Combining continuous with categorical

When there is a significant dichotomy between the continuous and category variable, you may encode the categorical dataset when it is most appropriate. But be aware of creating artificial orders akin to examples like the one below, where gender is label encoded into 0 and 1, then multiplied with age to create an illogical combined category.

Why feature evaluation?

When you generate a new feature from a dataset, how does one determine its value or impact to our goals? There are a number of evaluation methods that can help a data analyst or scientist determine whether a new feature contributes to or interferes with the predictive power of a predictive model. Every project has their own set of unique conditions that are ordered by feature importance.

Tree algorithm

The tree algorithm is a model with a root node (entire dataset) that splits into more distinguishing child nodes (subsets) recursively, until a stopping criterion is met. The end results are leaf nodes (terminal nodes) representing the final predictions/classifications based on the dominant class or average target value in each node. Under this sentence is a list of its characteristics:

• The sooner the features are picked out as benchmarks, the more important it is.
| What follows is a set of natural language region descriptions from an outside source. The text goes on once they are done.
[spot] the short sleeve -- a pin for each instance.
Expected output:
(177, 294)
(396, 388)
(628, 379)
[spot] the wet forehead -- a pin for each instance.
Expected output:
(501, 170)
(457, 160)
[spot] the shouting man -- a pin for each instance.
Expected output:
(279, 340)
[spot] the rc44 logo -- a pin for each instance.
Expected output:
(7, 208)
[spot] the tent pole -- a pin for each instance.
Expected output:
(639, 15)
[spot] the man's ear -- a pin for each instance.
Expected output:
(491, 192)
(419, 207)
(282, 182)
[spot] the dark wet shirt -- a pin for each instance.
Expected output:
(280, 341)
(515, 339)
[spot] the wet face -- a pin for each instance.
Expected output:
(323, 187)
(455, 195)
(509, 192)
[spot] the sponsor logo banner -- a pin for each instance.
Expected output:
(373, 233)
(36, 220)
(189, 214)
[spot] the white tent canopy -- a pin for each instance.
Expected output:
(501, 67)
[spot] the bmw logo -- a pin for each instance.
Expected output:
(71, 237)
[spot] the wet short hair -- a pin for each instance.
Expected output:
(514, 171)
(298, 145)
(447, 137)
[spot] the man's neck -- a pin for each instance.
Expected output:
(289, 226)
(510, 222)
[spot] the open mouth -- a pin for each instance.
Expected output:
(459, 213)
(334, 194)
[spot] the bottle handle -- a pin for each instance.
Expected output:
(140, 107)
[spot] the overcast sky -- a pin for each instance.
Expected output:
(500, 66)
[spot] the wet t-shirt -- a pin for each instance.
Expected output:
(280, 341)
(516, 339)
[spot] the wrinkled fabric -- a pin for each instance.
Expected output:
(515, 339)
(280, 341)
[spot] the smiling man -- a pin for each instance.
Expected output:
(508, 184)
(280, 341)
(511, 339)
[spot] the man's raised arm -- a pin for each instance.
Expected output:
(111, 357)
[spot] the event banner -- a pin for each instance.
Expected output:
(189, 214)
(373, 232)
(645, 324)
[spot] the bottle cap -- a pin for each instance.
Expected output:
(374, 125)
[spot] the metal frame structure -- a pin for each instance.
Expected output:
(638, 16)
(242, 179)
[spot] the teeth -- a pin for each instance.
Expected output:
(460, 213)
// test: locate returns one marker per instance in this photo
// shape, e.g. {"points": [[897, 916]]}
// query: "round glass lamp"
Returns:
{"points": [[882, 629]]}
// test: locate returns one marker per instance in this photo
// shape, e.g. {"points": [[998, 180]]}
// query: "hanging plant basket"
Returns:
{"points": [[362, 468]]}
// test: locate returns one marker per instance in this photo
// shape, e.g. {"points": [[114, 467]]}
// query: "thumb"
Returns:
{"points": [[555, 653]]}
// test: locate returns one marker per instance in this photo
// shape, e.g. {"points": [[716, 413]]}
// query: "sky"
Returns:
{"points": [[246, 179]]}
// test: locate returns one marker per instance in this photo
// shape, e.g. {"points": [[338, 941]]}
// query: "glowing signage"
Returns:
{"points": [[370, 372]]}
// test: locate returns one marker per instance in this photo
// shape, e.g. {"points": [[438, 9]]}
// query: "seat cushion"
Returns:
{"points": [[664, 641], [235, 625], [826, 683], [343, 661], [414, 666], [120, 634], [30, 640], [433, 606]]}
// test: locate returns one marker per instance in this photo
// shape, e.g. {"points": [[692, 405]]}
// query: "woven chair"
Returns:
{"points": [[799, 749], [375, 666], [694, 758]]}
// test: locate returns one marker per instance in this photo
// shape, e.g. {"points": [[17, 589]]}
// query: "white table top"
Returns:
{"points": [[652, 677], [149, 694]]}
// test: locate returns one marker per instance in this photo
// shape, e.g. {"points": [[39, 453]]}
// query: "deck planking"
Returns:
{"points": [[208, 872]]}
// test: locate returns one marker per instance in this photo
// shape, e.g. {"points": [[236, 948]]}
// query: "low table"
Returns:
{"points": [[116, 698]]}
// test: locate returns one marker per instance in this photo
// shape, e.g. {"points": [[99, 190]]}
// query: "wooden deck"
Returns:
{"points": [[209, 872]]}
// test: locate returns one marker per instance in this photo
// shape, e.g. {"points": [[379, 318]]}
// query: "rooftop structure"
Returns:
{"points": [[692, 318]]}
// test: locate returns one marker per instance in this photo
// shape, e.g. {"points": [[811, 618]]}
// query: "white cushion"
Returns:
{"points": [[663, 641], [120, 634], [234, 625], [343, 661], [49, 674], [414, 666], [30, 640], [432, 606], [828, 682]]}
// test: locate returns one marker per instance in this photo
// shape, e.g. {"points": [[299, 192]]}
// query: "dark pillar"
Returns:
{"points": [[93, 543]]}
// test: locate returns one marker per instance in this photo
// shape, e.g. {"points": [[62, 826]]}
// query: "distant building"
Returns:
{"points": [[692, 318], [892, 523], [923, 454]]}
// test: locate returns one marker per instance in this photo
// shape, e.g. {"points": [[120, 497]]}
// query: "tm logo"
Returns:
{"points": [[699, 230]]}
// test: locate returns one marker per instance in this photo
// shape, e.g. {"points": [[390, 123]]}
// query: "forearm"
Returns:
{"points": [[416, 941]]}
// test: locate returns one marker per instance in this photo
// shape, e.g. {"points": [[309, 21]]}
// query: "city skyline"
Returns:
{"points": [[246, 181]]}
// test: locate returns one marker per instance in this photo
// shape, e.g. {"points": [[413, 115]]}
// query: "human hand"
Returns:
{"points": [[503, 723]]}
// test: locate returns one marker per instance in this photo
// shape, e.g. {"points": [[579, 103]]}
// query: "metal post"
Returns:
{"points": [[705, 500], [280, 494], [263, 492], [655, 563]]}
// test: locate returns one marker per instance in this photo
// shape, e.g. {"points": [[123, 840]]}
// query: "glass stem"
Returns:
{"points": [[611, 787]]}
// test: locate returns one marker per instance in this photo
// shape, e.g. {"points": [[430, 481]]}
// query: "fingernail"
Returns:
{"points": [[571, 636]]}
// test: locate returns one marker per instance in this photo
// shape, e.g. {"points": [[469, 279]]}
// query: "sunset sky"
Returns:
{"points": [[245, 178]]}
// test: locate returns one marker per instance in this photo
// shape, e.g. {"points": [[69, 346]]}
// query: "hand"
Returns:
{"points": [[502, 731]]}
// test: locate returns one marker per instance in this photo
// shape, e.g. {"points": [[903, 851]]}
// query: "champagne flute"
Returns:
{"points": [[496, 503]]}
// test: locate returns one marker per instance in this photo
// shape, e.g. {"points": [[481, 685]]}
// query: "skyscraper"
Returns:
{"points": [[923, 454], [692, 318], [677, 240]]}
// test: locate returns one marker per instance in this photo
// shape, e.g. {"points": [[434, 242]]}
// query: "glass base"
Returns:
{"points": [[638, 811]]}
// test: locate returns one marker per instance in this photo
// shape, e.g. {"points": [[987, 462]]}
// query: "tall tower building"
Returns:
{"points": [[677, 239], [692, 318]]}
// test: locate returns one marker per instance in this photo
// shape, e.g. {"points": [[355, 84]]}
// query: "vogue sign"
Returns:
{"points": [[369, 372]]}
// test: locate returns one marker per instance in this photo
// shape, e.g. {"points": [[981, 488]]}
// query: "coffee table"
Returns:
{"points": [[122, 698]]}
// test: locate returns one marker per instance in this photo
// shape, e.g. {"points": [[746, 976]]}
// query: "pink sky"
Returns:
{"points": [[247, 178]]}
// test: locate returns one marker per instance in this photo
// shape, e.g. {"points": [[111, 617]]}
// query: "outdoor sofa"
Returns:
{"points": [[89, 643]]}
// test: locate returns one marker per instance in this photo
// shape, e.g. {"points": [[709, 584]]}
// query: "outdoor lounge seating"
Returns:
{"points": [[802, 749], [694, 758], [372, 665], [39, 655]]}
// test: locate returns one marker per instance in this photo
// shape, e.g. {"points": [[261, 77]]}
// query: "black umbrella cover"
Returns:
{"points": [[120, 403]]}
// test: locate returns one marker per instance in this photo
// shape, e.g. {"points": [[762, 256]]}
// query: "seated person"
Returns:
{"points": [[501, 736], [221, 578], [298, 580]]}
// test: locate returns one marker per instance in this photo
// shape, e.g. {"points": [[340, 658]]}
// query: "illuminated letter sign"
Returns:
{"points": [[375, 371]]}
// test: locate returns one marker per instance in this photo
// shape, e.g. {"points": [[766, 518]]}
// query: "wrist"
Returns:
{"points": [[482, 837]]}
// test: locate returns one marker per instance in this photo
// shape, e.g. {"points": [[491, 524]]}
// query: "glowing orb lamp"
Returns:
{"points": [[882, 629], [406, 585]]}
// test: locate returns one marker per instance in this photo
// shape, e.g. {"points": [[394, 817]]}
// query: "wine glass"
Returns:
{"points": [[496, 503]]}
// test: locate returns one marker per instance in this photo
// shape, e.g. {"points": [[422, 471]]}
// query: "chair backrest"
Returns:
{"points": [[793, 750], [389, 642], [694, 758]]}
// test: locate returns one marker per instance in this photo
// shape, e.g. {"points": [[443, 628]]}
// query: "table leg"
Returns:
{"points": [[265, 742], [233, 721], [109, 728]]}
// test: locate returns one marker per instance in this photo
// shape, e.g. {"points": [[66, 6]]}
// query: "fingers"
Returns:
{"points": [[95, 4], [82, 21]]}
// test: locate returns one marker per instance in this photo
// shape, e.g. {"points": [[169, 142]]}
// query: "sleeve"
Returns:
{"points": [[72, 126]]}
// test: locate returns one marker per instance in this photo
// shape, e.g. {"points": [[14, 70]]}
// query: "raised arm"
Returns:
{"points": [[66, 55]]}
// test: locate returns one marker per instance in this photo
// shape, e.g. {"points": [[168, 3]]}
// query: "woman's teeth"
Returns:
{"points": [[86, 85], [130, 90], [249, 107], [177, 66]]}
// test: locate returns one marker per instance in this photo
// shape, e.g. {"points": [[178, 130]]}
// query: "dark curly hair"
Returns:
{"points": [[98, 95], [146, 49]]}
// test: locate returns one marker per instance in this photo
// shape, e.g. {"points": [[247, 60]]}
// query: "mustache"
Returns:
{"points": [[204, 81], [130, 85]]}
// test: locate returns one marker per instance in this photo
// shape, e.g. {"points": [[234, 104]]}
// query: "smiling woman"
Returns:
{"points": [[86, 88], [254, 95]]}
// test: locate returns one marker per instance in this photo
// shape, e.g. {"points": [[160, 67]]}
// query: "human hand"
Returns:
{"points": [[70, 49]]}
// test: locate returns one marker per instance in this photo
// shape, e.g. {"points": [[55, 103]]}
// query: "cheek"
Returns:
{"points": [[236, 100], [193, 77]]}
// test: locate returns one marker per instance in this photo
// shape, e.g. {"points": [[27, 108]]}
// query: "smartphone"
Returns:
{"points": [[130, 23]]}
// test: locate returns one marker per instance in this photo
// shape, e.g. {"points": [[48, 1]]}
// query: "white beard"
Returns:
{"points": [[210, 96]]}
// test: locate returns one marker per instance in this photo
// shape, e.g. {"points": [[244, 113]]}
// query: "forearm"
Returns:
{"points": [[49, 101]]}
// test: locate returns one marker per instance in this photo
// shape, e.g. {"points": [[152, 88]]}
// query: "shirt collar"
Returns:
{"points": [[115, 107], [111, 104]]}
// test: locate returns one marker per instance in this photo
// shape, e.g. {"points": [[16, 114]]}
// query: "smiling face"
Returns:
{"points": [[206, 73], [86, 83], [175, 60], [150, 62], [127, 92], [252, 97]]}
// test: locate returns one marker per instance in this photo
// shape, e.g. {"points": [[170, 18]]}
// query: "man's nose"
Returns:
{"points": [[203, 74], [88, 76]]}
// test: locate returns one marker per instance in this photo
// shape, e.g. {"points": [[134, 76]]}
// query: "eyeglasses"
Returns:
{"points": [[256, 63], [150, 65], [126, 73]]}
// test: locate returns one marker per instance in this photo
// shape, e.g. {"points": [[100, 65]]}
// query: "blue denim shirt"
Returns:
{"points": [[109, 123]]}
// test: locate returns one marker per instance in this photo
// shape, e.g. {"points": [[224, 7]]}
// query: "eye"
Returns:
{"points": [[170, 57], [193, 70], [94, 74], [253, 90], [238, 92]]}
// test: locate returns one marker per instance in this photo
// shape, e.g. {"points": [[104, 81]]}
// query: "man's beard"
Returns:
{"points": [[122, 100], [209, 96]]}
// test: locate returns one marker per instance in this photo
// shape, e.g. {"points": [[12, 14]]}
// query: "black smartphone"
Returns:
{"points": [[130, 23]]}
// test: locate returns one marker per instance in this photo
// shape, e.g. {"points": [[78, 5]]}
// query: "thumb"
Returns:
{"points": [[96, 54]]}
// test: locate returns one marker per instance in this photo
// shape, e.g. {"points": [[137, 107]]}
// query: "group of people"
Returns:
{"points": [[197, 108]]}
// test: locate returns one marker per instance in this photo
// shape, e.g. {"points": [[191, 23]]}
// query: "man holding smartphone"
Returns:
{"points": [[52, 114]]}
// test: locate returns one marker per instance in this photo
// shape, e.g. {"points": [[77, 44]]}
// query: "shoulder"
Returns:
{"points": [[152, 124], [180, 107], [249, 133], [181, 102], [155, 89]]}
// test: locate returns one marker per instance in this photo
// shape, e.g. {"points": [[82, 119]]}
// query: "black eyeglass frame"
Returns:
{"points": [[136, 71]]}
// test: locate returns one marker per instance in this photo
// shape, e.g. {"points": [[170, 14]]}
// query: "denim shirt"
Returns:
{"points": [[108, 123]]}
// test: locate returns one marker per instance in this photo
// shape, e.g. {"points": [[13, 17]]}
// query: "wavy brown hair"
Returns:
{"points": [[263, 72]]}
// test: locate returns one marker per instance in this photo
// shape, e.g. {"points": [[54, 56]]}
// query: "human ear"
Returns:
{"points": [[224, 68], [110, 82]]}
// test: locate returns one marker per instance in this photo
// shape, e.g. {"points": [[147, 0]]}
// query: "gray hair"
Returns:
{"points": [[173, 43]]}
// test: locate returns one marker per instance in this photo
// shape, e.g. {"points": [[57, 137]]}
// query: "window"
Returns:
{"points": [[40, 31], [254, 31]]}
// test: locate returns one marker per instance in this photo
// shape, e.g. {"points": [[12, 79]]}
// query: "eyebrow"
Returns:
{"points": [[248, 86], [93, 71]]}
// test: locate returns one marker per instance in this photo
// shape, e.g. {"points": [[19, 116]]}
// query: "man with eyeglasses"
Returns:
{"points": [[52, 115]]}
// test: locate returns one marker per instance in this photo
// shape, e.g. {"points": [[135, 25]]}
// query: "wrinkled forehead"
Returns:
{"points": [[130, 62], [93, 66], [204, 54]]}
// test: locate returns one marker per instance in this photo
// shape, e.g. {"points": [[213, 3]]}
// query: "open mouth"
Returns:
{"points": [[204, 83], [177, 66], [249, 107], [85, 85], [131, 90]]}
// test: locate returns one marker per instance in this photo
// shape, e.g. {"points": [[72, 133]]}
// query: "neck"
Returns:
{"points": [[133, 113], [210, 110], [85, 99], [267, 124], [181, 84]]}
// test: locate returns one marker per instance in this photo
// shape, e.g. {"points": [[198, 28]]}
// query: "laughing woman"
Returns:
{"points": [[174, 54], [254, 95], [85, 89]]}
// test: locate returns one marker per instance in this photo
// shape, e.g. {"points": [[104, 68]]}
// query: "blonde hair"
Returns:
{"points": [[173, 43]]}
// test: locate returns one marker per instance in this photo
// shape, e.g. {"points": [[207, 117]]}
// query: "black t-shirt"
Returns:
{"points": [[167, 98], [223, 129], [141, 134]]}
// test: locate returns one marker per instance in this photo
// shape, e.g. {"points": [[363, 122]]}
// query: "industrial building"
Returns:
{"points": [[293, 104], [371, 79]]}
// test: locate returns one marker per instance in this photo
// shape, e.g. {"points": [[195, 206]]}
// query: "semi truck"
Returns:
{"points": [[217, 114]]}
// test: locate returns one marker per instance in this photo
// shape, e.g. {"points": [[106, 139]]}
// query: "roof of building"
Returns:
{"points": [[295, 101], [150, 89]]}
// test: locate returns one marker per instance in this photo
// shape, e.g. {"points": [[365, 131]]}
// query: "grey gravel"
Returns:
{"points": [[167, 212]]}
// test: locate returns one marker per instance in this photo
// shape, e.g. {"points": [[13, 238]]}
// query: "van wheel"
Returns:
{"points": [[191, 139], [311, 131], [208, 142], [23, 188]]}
• The more times it is picked out, the more important it is to use as a benchmark.

• If a feature is used as the benchmark of a node more than twice, the individual nodes can be calculated and summed up.

• The larger the metric, the higher the importance of the node. If the metric is negative, it means that the feature cannot be effectively branched.

• The higher the sum of Entropy or Gini, the more important it is.

Adding to the last list item, the Gini impurity measures the frequency at which any element of the dataset will be mislabeled when it is randomly labeled. The optimum split is chosen by the features with less Gini Index, to a minimum value of 0. Entropy is a measure of information that indicates the disorder of the features with the target. Similar to the Gini Index, the optimum split is chosen by the feature with less entropy. It gets its max value when the probability of two classes is the same and a node is pure when the entropy has its minimum value of 0.

Permutation importance

Permutation importance is a model inspection technique that measures the contribution of each feature to a fitted model’s statistical performance on a given dataset.

A critical step in permutation importance is swapping the value of a feature with another to confirm whether the final result will be affected. If the final result is affected, it means that changing the value of the feature will affect the final result, indicating that the feature is important. Otherwise, it is unimportant.